In order for a HIPAA Special Enrollment right to arise with respect to a COBRA Qualified Beneficiary (or dependent), the entire COBRA period must be exhausted. Generally, this means that the entire 18-, 29-or 36-month COBRA period must be completed in order to trigger a special enrollment for loss of other coverage. Termination of an employer contribution toward COBRA coverage wouldn’t trigger a special enrollment right.
In addition, even if the new employer (and carrier or stop loss vendor) wanted to be more generous and allow the employee to join the plan midyear, there is still a question about whether this change would be permitted on a pre-tax basis. While Section 125 election change rules do recognize a change in the cost of coverage under another employer’s plan as an event that would permit a midyear pre-tax election change, it is not clear that this event would apply to a change in an employer’s subsidization of a COBRA premium. Although it may be okay, it is not explicitly permitted.

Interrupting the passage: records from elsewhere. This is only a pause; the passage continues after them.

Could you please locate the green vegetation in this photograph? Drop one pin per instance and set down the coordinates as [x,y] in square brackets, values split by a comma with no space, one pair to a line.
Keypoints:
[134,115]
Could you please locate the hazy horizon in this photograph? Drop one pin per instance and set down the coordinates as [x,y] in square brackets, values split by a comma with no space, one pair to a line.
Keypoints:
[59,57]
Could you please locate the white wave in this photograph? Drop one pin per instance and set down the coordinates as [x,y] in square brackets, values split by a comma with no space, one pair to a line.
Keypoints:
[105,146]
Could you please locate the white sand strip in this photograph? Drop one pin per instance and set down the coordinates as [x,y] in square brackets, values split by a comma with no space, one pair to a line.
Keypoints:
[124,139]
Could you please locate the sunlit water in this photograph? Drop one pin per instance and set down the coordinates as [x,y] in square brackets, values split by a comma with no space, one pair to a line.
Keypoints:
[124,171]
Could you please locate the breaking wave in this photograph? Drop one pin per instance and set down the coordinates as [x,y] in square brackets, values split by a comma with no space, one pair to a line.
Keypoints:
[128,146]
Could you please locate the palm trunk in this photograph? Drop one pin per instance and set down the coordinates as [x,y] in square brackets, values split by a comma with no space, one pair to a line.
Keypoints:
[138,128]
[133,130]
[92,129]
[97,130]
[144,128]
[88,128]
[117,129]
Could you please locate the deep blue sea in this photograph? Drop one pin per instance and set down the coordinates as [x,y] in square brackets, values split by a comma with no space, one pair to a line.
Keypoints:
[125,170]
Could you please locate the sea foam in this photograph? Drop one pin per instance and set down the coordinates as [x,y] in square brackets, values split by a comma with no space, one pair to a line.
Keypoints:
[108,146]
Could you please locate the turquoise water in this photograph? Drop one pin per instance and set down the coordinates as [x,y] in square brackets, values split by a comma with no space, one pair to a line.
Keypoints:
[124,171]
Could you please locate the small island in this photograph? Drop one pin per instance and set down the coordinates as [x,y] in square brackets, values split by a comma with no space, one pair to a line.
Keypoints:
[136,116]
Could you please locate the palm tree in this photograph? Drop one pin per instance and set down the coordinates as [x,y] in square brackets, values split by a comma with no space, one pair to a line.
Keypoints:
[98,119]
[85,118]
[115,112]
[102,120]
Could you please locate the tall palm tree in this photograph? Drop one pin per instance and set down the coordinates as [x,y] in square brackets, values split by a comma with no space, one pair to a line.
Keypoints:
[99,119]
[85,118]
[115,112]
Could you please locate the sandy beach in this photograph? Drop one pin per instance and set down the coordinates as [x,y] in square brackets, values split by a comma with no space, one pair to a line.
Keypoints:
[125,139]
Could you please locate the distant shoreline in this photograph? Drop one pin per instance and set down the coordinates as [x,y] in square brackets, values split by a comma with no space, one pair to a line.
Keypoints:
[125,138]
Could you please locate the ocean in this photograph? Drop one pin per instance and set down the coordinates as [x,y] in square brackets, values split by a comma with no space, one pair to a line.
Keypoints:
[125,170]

This lack of clarity under Section 125 means the employer has some flexibility to decide how to handle enrollment if it wishes to be more generous than what HIPAA requires. If an employer chooses to allow midyear enrollment, then it should also make sure the plan eligibility rules are written in a way that allows for it. Employers do not want to create a situation where coverage is offered and then claims are subsequently denied because there is some dispute over plan eligibility terms by the carrier or stop-loss vendor in the face of a large claim.

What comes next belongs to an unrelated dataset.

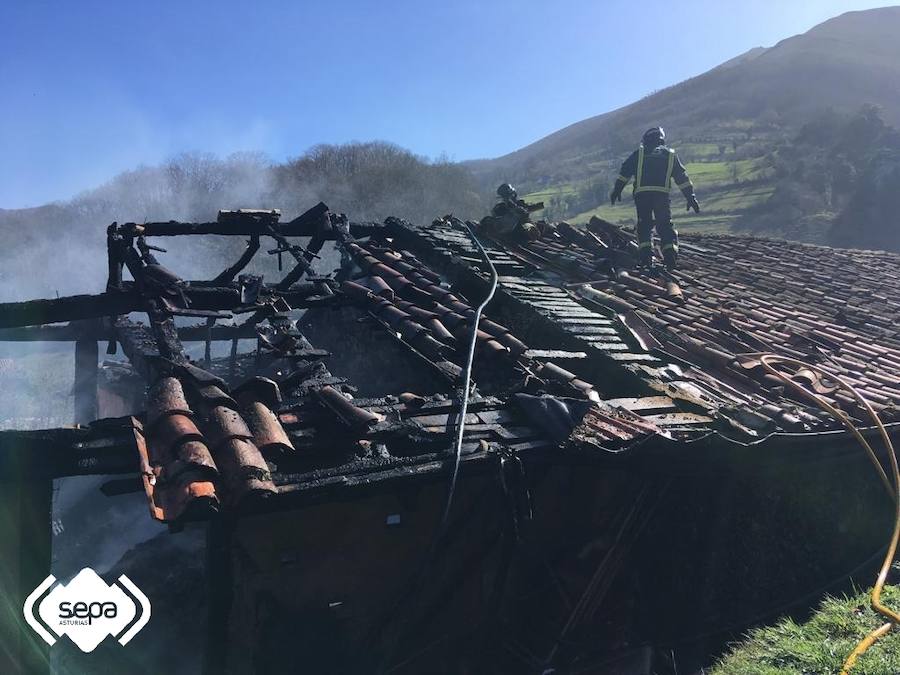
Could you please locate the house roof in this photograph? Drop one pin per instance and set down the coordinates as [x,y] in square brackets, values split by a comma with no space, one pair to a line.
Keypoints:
[578,352]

If the employer does not want to permit the enrollment, or if the plan eligibility rules are not written in a way that would permit it, then often the next question is whether the individual might have a special enrollment period through a public health insurance exchange. Unfortunately, the answer here is also not entirely clear. While the HIPAA regulations are clear that termination of an employer subsidy towards the cost of coverage would not trigger a HIPAA special enrollment right, the healthcare.gov website indicates the opposite and states that enrollment in individual coverage is permitted midyear when an individual loses an employer’s COBRA subsidy. Note that state-based exchanges may have different eligibility requirements as well. Therefore, employees will need to verify with the marketplace they intend to seek enrollment in to confirm whether midyear enrollment will be permitted due to a loss of an employer’s COBRA subsidy.